DATE: February 5, 2021
FROM: Janet Stanek, SEHP Director
RE: Flexible Spending Account Updates Due to Coronavirus Relief Act
The Federal Government recently passed the Coronavirus Relief Act. Included in that bill were some updated provisions for Flexible Spending Accounts (FSAs). The State Employee Health Plan will be implementing the following provisions of the Coronavirus Relief Act, Section 214.
CHANGE IN ELECTION AMOUNT
SEHP members with a Health Care, Limited Purpose or Dependent Care Flexible Spending Account will be able to modify the amount (but not in excess of any applicable dollar limitation) of their contributions to their Flexible Spending Account for Plan Year 2021.
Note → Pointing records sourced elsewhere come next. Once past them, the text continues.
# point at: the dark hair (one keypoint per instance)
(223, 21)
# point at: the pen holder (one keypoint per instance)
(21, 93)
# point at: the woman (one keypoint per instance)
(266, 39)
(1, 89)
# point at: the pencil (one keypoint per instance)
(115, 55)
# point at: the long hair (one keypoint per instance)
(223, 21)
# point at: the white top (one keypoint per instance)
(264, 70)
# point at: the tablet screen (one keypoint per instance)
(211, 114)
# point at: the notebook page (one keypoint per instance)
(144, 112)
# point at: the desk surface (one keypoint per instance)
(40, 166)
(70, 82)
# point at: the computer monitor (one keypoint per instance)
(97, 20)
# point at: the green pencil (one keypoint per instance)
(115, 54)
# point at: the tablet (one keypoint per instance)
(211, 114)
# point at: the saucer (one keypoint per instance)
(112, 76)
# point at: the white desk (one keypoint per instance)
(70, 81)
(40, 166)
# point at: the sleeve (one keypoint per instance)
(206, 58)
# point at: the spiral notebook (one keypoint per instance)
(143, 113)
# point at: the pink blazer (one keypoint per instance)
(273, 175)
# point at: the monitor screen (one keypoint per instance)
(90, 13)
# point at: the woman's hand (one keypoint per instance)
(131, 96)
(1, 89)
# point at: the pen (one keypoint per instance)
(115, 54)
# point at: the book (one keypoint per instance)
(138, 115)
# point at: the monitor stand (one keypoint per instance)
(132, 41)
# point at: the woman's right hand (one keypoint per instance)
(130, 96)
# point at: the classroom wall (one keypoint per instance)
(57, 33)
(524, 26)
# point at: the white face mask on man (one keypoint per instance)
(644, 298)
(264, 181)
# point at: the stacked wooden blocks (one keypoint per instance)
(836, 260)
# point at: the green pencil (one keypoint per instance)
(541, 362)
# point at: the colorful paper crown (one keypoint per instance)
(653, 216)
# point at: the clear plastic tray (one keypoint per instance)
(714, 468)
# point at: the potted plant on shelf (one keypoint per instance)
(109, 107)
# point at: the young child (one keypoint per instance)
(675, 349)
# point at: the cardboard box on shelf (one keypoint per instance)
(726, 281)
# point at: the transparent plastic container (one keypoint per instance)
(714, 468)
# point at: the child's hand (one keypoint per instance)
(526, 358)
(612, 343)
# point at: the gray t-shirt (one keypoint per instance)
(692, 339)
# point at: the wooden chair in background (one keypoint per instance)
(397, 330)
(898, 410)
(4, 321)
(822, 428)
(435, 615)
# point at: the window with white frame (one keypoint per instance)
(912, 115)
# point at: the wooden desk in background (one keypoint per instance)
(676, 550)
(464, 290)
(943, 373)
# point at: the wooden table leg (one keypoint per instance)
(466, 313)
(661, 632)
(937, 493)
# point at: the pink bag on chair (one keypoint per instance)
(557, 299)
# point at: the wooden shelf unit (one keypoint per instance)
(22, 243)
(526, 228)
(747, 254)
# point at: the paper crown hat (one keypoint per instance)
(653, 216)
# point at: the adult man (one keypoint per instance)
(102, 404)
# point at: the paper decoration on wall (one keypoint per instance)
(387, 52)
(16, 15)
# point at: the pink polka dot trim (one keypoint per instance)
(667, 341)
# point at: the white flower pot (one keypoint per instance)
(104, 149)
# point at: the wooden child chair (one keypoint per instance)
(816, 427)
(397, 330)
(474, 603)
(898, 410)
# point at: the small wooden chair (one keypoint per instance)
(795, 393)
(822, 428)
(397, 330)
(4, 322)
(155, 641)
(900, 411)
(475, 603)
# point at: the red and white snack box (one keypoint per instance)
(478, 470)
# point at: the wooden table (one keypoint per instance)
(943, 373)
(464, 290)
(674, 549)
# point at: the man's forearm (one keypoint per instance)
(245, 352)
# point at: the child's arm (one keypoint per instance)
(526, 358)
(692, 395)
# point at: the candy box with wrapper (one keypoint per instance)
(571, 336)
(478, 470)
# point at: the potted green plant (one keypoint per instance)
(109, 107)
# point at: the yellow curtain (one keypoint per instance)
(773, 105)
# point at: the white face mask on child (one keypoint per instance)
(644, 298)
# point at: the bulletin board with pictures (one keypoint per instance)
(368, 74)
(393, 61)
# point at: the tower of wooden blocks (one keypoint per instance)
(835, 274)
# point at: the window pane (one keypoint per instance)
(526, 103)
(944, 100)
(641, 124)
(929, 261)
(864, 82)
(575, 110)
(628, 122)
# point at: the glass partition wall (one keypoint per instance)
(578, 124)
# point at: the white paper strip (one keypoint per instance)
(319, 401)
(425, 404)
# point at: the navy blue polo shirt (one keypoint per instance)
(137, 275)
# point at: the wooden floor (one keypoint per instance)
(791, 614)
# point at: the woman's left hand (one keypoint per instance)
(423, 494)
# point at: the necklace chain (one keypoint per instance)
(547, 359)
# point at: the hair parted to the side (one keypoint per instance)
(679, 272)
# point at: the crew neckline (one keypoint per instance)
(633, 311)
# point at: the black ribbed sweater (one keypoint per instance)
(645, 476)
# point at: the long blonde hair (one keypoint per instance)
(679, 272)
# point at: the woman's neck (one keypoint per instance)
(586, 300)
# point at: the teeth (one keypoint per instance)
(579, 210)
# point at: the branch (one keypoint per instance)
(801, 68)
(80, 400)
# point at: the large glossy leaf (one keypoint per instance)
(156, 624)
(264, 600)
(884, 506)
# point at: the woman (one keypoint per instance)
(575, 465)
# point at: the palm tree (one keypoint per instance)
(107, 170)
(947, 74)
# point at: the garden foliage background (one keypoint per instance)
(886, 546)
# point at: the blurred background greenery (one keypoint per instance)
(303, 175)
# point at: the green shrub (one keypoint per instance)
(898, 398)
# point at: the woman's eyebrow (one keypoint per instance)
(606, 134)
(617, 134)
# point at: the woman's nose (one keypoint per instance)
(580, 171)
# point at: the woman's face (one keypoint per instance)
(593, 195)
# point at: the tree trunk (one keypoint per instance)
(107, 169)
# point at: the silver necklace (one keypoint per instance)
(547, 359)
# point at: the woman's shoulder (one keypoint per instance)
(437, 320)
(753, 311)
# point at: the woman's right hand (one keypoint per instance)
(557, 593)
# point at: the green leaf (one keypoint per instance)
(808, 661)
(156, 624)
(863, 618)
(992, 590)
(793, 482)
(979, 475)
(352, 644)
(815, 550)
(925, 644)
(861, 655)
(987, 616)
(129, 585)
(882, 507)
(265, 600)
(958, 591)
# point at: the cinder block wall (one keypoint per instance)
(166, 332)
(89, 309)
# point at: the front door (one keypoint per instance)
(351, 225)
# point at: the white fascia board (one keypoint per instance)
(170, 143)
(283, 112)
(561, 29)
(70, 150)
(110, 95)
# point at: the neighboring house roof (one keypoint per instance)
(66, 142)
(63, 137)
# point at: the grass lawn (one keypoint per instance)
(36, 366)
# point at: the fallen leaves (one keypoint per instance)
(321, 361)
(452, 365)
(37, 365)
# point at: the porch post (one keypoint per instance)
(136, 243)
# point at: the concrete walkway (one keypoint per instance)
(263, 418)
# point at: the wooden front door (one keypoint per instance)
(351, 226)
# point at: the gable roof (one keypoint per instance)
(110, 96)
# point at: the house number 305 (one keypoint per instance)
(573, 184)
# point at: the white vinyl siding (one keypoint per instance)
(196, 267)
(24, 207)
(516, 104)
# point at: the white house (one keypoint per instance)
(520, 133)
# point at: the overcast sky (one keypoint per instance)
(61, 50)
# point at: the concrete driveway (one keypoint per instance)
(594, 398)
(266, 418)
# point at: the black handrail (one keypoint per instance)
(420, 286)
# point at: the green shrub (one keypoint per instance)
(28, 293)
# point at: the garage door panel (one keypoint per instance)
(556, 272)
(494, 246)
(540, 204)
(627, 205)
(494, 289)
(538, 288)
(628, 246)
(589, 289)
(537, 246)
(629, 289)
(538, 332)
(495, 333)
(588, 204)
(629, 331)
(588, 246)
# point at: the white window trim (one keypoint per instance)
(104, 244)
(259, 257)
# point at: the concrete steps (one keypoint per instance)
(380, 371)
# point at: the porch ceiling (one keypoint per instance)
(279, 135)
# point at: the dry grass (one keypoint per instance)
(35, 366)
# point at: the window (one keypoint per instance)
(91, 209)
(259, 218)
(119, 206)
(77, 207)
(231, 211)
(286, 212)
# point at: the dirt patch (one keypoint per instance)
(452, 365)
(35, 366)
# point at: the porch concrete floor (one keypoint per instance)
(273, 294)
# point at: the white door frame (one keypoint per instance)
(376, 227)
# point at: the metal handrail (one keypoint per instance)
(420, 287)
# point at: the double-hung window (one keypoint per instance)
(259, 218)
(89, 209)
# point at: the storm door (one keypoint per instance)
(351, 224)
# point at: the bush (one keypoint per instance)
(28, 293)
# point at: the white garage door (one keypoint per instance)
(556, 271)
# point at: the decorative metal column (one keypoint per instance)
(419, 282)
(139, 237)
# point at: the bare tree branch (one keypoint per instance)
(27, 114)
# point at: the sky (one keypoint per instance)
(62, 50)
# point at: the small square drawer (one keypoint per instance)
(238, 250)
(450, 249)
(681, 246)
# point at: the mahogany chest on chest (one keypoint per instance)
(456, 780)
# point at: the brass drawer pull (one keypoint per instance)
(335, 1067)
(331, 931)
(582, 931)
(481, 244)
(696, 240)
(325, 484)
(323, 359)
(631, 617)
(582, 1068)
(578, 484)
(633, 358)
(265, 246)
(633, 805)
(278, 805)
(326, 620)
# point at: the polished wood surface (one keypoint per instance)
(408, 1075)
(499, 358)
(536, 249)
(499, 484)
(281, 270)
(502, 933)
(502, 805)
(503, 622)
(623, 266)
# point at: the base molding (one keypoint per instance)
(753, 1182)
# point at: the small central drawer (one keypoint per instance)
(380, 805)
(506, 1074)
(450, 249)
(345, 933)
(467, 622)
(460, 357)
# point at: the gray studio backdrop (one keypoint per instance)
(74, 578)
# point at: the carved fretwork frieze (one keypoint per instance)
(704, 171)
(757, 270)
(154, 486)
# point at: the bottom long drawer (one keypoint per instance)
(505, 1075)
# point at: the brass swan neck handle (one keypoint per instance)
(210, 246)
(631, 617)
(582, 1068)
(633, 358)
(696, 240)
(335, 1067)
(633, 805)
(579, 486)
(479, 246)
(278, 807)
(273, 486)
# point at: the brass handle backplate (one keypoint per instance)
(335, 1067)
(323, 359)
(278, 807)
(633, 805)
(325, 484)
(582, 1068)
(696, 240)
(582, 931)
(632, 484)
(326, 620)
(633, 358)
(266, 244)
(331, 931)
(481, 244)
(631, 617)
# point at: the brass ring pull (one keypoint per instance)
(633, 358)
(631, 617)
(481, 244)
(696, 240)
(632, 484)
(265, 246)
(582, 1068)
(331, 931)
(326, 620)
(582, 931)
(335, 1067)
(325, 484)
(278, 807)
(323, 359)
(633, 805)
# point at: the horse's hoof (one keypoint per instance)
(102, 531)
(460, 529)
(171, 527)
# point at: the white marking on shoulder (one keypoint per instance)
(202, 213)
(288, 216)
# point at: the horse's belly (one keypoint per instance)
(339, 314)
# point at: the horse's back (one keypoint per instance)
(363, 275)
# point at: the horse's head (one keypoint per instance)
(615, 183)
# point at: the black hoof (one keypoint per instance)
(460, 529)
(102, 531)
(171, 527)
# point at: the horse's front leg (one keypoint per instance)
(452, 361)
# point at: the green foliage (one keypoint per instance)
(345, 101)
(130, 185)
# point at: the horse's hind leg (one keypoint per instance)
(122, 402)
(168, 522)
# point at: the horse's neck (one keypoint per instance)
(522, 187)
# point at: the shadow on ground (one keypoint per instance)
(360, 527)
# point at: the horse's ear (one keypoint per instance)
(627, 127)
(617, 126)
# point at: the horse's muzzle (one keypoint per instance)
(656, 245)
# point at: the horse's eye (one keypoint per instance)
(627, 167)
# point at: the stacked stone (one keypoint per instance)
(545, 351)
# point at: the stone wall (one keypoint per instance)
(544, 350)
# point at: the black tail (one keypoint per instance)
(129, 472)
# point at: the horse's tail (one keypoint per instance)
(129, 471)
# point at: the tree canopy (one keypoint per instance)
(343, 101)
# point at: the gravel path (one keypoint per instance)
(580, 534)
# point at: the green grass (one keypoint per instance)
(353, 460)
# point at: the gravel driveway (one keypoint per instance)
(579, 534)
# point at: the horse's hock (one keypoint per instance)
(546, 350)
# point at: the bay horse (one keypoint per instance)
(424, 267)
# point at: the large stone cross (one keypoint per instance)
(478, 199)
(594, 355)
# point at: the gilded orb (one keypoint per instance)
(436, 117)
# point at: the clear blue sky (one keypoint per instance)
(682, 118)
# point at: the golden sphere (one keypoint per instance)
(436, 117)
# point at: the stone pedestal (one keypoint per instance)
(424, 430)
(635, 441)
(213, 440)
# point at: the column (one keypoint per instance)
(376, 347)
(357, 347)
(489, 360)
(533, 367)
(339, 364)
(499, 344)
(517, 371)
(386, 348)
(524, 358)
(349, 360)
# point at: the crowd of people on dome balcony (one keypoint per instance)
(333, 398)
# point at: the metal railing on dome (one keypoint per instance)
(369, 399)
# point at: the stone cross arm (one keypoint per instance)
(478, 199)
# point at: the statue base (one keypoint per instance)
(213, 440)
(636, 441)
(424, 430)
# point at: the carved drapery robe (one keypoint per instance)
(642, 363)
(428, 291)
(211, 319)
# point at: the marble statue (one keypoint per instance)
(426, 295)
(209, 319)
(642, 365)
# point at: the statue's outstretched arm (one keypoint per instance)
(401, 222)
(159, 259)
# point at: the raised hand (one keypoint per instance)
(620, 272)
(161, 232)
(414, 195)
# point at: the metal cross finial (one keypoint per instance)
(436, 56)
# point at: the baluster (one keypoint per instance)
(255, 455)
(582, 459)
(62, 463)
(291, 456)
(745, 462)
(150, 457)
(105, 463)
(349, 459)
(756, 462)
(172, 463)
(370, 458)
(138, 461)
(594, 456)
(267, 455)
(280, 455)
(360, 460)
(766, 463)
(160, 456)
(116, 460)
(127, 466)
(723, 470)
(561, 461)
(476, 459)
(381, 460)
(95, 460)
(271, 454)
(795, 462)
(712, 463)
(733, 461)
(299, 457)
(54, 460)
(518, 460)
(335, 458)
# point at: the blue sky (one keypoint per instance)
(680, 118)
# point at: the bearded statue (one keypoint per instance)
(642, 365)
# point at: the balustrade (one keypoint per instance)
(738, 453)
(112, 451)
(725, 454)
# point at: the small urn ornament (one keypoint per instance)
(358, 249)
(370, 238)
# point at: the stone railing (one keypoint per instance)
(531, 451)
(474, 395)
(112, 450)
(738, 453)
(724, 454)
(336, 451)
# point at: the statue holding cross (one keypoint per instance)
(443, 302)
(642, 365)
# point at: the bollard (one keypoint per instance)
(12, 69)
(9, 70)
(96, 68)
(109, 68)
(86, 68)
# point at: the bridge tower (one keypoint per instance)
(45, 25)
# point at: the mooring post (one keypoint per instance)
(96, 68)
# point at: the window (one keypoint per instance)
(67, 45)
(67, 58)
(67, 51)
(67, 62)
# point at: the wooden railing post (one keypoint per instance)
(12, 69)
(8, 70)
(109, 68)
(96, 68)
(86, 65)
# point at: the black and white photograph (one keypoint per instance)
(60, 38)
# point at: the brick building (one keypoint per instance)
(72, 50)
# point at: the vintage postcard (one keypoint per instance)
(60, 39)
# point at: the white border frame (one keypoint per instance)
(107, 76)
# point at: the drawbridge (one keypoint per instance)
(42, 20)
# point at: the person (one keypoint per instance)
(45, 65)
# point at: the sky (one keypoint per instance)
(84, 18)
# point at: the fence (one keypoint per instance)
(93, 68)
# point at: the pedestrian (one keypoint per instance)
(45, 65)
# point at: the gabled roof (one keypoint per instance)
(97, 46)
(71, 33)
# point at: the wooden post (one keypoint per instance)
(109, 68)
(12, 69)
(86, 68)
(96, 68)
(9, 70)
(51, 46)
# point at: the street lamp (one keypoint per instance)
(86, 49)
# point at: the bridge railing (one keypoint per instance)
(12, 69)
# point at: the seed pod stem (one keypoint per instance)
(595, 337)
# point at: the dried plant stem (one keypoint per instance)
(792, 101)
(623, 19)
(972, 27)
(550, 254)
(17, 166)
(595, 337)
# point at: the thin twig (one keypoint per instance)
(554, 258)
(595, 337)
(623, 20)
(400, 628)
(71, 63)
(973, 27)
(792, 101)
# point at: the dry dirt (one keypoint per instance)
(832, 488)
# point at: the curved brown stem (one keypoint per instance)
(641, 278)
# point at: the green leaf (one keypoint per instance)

SEHP Member Sara has a Dependent Care FSA for Plan Year 2021. She just found out that her remaining balance from Plan Year 2020 will carry over due to the new Coronavirus Relief Act provisions, so she decided to contact the SEHP to have her Plan Year 2021 withholdings decreased. Sara already spent some of her funds for Plan Year 2021, so the SEHP was only able to reduce her withholdings to cover what has already been spent.
HEALTH FSA CARRYOVER FROM PLAN YEAR 2020
SEHP members with a Health Care or a Limited Purpose Flexible Spending Account will see unused contributions from Plan Year 2020 carried over for use during Plan Year 2021. The rollover amount will be available to members after the Plan Year 2020 runout period has completed (April 30, 2021). This is an increase to the previously allowed carryover of $550 that was communicated during open enrollment.
SEHP members with a Dependent Care Flexible Spending Account will now see any unused contributions from Plan Year 2020 rolled over for use during Plan Year 2021. The rollover amount will be available to members after the Plan Year 2020 runout period has completed (March 16, 2021). Previously, there was no rollover benefit for the Dependent Care FSA.
SEHP Member Sara had a Dependent Care FSA in Plan Year 2020 to cover her daughter’s before and after school care. When school went virtual, before and after care were canceled and Sara had extra funds in her FSA without a way to spend them. Because of the Coronavirus Relief Act, Sara’s balance will carry over to her Plan Year 2021 account. Sara’s daughter has returned to before and after care, providing Sara an opportunity to spend down her balance.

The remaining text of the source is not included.